ここから9巻までは、シリアスな要素が多分に含まれるようになり、ギャグと恋愛とミステリーが毎ページ混在しながら話が進むようになります。
「恋愛とミステリーは分かるけど、ギャグってなに?」と思いますよね? コトヤマさんという名前でピンと来ないでしょうか。アニメ化もされた『だがしかし』という駄菓子ギャグ漫画がコトヤマさんのデビュー作です。

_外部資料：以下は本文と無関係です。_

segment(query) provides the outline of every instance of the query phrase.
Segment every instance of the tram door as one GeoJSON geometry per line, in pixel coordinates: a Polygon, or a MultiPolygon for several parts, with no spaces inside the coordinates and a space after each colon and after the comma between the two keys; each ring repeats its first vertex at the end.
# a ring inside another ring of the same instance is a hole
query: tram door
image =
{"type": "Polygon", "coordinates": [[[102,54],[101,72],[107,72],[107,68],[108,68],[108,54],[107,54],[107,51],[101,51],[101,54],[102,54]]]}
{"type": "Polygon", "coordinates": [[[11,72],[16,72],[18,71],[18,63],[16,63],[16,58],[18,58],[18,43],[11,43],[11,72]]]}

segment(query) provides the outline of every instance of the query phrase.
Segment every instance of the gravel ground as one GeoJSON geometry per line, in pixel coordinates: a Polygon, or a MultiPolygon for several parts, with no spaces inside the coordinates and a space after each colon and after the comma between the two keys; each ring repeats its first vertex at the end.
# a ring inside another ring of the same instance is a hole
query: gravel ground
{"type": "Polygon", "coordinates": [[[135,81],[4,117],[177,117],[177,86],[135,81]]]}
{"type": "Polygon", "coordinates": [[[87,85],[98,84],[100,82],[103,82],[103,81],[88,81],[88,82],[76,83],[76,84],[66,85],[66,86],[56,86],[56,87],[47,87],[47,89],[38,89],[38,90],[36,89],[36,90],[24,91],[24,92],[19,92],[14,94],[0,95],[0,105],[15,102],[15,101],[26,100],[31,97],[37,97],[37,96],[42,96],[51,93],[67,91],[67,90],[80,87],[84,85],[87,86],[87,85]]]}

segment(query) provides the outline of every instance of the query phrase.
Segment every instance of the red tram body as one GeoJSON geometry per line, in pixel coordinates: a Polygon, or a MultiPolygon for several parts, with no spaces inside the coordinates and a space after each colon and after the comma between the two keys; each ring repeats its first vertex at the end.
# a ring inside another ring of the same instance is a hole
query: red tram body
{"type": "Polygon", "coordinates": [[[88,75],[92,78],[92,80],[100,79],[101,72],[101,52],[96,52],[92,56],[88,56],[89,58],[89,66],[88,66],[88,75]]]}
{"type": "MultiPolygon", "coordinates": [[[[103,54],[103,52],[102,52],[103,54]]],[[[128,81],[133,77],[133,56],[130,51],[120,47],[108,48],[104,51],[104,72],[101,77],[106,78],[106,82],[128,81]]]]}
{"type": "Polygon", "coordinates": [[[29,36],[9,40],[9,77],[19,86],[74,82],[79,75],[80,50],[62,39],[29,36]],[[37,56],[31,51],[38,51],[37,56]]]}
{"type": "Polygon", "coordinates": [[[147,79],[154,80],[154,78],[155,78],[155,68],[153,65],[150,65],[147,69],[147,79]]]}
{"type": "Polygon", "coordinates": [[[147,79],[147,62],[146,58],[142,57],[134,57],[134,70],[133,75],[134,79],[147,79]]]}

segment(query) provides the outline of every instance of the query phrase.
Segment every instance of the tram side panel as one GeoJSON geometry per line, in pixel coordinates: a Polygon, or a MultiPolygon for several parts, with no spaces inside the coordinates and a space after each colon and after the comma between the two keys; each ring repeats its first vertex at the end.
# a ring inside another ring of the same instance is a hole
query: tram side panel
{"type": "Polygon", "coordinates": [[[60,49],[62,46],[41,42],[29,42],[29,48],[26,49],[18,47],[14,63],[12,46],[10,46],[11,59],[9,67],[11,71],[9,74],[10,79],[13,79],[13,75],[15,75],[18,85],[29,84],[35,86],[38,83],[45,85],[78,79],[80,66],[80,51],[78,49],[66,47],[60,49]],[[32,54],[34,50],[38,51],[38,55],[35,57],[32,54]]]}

『だがしかし』はひたすらずっとギャグです。『よふかしのうた』ではシリアスになりすぎたところでさらっとギャグ要素が入ってくるんですよね。そのバランス感が最高に良くて。
何しろ、探偵さんは言葉では簡単には表せない理由で、吸血鬼たちを憎んでいます。やり口も吸血鬼を人間だと思っていないから、相当非道なことをする。割といい"人"たちの吸血鬼たちが苦しむ。そんなときに、ところどころで場を和ませるような、ギャグがさらっと入ってくるので、見ていて辛くなりすぎない。
3巻後半から10巻前半の探偵さんとの絡みの中で、七草ナズナという吸血鬼の誕生の秘密も明らかにされていきます。これがミステリー要素で、進み方も凄くいい。
で、探偵さん編(私が勝手に言っているだけです)が終わって一段落して、また、だらだらとした日常パートに戻るかなと思いきや、また、さらに物語がヒートアップします。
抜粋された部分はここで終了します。